9. AI isn’t gender-neutral, and that’s a serious problem
Thursday early morning, there was an interesting panel discussion about AI and gender neutrality. The discussion started off with a few good examples of the fact that most AI-driven applications developed for both professional and personal use are created and developed for males rather than females. But the discussion then took another approach and discussed a much more serious problem: as a result of the fact that in the 80’s and 90’s earliest (game) consoles and PC’s were mostly branded as ‘toys for boys’, an unproportionate amount of males started studying computer sciences. A shift towards a ‘male industry’ started to happen and is still going on. Take the example of this conference, an approximate estimate would say that 95% of visitors are male. And that causes a serious, and ethical, problem – because Artificial Intelligence is not gender-neutral. And with artificial general intelligence in foresight, that would mean that a one-sided approach to intelligence could have an enormous impact on society – while a diverse approach would be much more needed. Interesting discussion: will the future artitificial intelligence be male or neutral?
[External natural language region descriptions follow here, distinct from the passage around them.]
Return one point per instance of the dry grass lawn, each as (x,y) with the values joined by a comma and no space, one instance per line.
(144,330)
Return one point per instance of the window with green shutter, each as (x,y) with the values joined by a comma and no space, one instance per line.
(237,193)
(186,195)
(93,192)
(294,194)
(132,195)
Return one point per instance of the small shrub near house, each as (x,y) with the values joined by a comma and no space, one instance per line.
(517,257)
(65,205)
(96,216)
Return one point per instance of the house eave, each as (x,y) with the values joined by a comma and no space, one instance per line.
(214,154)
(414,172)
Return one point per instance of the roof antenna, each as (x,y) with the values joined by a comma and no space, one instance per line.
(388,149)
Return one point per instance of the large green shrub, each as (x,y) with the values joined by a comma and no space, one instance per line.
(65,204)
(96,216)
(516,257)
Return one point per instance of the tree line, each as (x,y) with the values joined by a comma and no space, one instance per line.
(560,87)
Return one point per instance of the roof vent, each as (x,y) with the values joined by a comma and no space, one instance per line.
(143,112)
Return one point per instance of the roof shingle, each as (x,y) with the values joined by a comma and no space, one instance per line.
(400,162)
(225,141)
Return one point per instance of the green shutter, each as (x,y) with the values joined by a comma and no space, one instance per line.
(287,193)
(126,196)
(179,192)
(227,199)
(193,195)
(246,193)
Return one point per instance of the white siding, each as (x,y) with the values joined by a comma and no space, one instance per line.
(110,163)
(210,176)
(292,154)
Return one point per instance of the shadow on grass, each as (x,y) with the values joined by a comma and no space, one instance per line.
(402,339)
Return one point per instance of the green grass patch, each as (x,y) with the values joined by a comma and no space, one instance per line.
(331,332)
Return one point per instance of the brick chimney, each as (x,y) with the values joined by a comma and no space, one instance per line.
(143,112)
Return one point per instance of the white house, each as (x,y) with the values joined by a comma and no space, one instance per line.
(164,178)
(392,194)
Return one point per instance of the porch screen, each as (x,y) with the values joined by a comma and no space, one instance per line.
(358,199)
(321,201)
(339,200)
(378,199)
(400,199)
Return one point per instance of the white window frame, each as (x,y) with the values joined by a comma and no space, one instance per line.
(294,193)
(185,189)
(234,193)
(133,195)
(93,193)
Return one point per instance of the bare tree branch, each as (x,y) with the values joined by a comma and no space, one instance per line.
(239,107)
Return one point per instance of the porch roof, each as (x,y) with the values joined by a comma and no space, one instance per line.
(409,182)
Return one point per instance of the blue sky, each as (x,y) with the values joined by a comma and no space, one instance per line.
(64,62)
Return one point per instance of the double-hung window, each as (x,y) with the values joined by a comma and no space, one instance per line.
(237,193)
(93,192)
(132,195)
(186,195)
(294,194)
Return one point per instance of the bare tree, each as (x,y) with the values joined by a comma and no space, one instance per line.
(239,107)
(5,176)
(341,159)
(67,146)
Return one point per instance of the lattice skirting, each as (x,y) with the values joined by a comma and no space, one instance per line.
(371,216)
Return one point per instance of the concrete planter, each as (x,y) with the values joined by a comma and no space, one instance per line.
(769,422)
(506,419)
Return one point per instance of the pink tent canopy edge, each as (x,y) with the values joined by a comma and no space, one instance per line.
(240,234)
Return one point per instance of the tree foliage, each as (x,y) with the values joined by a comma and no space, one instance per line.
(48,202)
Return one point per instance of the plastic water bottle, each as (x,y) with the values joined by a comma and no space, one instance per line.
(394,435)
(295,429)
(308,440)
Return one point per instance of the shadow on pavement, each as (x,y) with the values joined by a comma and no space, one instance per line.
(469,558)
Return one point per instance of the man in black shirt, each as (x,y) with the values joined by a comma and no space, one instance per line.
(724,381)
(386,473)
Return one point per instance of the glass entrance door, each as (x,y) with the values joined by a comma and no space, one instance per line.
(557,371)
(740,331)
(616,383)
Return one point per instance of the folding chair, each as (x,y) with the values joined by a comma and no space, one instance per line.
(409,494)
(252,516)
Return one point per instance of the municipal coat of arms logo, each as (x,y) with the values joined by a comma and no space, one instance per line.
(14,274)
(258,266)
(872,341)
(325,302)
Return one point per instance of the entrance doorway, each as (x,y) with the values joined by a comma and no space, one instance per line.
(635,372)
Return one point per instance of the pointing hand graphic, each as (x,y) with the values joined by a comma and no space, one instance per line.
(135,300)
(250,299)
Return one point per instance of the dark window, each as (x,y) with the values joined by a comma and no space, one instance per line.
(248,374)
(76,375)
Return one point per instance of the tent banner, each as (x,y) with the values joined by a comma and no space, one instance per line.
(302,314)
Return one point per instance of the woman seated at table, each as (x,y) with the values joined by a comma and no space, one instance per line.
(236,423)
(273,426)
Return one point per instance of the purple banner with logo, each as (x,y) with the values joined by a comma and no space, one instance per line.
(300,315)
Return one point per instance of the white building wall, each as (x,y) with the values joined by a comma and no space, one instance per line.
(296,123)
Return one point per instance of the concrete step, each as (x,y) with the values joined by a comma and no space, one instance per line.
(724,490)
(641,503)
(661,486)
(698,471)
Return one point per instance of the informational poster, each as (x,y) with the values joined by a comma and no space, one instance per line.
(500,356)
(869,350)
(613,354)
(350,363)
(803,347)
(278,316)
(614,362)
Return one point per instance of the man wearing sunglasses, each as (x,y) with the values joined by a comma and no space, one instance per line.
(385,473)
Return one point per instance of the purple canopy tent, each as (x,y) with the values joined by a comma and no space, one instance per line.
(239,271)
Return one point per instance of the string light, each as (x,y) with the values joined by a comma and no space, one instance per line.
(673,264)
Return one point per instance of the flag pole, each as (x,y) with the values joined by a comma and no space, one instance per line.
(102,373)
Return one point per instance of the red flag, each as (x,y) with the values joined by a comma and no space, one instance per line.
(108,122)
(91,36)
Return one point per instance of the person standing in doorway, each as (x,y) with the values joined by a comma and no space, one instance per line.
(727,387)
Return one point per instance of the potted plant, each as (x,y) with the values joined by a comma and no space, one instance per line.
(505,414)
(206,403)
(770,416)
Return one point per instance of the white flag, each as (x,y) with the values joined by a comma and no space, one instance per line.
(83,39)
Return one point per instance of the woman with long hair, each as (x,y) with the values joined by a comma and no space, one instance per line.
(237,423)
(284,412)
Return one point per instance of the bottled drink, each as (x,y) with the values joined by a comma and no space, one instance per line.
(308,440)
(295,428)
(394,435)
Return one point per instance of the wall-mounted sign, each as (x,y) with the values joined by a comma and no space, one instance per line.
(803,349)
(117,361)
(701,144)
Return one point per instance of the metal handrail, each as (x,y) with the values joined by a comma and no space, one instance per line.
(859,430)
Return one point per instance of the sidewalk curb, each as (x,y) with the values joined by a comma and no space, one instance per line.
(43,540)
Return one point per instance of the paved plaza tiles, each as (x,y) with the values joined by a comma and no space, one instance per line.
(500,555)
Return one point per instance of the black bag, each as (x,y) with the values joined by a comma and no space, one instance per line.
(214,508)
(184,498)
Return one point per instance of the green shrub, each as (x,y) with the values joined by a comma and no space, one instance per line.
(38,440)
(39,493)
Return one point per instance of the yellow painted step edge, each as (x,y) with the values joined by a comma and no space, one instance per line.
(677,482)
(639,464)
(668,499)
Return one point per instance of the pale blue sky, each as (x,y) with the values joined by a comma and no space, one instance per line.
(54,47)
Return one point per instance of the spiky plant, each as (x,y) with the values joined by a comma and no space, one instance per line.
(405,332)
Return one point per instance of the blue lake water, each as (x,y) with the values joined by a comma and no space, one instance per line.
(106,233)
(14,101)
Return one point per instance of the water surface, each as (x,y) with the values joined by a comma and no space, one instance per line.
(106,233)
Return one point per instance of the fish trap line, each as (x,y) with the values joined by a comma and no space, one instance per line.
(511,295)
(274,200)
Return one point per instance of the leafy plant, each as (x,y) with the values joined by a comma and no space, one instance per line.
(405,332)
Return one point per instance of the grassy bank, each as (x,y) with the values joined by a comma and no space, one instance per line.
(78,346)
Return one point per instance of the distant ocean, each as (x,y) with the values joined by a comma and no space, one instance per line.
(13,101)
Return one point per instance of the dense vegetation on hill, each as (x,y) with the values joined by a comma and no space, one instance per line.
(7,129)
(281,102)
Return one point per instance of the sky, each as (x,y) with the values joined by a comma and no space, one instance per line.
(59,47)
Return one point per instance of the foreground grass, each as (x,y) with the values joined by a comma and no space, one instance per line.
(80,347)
10. AutoML and Autonomous AI
Many companies, amongst which Google, are taking steps on what they call AutoML, the machine learning on machine learning. In essence, that means that it won’t be necessary to create more machine learning algorithms, but that more intelligent algorithm learns about the effect of its own predecessors and automaticallys starts to create better algorithms. This technique, though still far off, could be a path the artificial general intelligence.
11. When artificial general intelligence starts supervising AI: singularity
As always, there was a lot of reference to technological singularity: the moment when artificial general intelligence becomes more sophisticated than human intelligence. General consensus is that we’re still far away from singularity, but that we’re getting closer. Some advanced robots already have the function of controling or supervising other robots. Though only in its own specialization, this is a form of singularity within that specialization.
But we’re much closer to singularity than you might think: in a keynote of NASA, one of their most recent projects is creating an interstellar space station, that will take dozens of years to reach its destination. Because communication will be extremely delayed, and humans won’t survive for such a long time, the ship will contain AI-driven robots that gather research data. But the fun fact is that these robots will have to sustain on itself for a long time, they will have to find new ways of doing research based on what they find, they will have to deal with unforeseen circumstances, and so – all without human intervention. Although interstellar, this is definitely a form of singularity. If they run into extraterrestrial life, what will they do? What decisions will they make? What will we think of those decisions when we finally hear about them years after?
All in all a very inspiring and interesting conference!